Christmas cards from jail | John L. Hill

By John L. Hill

Law360 Canada (December 22, 2022, 1:03 PM EST) --
John Hill
John L. Hill
We are probably all familiar with the lyrics of an Andy Williams song with the first line, “It’s the most wonderful time of the year.” With Hallmark movies on the television, Christmas music playing on the radio and our streets and houses decorated in joyful colours, it is easy to accept the notion that it is a very special time to re-engage with family and friends.

That is, unless you are in lockup. It is estimated that 70 per cent of people confined in Ontario jails are awaiting trials. They are certainly not in the stores or restaurants engaging in holiday cheer. Is this a special time for those who are serving penitentiary sentences?

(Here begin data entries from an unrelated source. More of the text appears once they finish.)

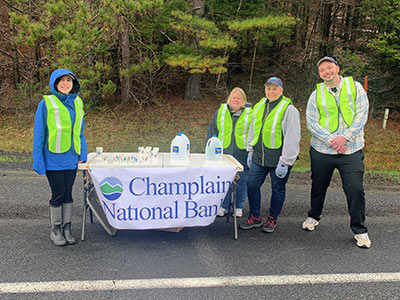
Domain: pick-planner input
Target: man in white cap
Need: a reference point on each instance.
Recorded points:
(273, 145)
(336, 114)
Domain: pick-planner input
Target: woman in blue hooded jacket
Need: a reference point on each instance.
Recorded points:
(58, 147)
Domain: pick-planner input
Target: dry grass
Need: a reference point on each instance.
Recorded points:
(129, 128)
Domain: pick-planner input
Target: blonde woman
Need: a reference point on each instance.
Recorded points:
(231, 123)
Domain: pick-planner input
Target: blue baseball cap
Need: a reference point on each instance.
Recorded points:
(327, 58)
(275, 81)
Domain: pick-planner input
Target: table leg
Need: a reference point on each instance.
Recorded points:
(85, 205)
(234, 210)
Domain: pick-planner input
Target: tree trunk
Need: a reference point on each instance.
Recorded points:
(192, 89)
(326, 23)
(125, 62)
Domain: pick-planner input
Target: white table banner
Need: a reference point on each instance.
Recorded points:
(146, 198)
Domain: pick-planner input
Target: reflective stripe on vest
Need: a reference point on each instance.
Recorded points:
(225, 126)
(60, 127)
(328, 108)
(272, 129)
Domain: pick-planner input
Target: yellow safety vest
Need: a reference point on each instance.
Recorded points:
(60, 127)
(272, 130)
(328, 108)
(225, 126)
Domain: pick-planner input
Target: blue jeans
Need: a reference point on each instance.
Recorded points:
(351, 170)
(241, 191)
(256, 179)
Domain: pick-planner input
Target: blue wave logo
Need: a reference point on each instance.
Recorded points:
(111, 188)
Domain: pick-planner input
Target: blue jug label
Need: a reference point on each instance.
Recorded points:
(175, 149)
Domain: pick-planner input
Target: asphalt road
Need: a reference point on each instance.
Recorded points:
(201, 262)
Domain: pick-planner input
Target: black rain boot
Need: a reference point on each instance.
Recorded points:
(56, 234)
(67, 218)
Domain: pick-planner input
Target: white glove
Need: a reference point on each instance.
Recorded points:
(281, 170)
(249, 159)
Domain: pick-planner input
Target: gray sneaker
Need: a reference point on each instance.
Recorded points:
(310, 224)
(363, 240)
(269, 224)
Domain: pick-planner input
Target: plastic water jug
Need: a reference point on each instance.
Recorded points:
(214, 149)
(187, 141)
(179, 148)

When I first started my prison law practice, I will admit feelings of guilt enjoying the season while I expected those inside would be enduring hardship. I made it a point to question my inmate clients how the holiday festivities those on the outside enjoy could be ignored by prisoners. The answer was somewhat surprising. “We don’t make a big deal out of Christmas,” was the almost universal response.

Indeed, some inmates noted that there tended to be increased levels of interest on playing sports in the gym or watching sporting events on television, but that was the only noticeable difference between the holiday season and the routine of daily life. Surprisingly, few made any note of religious observances. The takeaway I received from posing the question was that inmates tried to ignore any suggestion that it is indeed a wonderful time of the year.

Nonetheless, I found it difficult to let the season pass without at least attempting to try something special. I compiled a list of all the inmates I had represented in the preceding year and sent Christmas cards to my inmate clientele. For this, I was sharply rebuffed by prison administration. I was admonished for creating undue work for Visits and Correspondence staff who were required to open and examine each card before delivery to the prisoner. In subsequent years, I found an easy solution to remedy the situation. I would address each card and affix the notice on the outside of the envelope: “Solicitor-Client Correspondence — privileged.” Such material could be given directly to the inmate without examination.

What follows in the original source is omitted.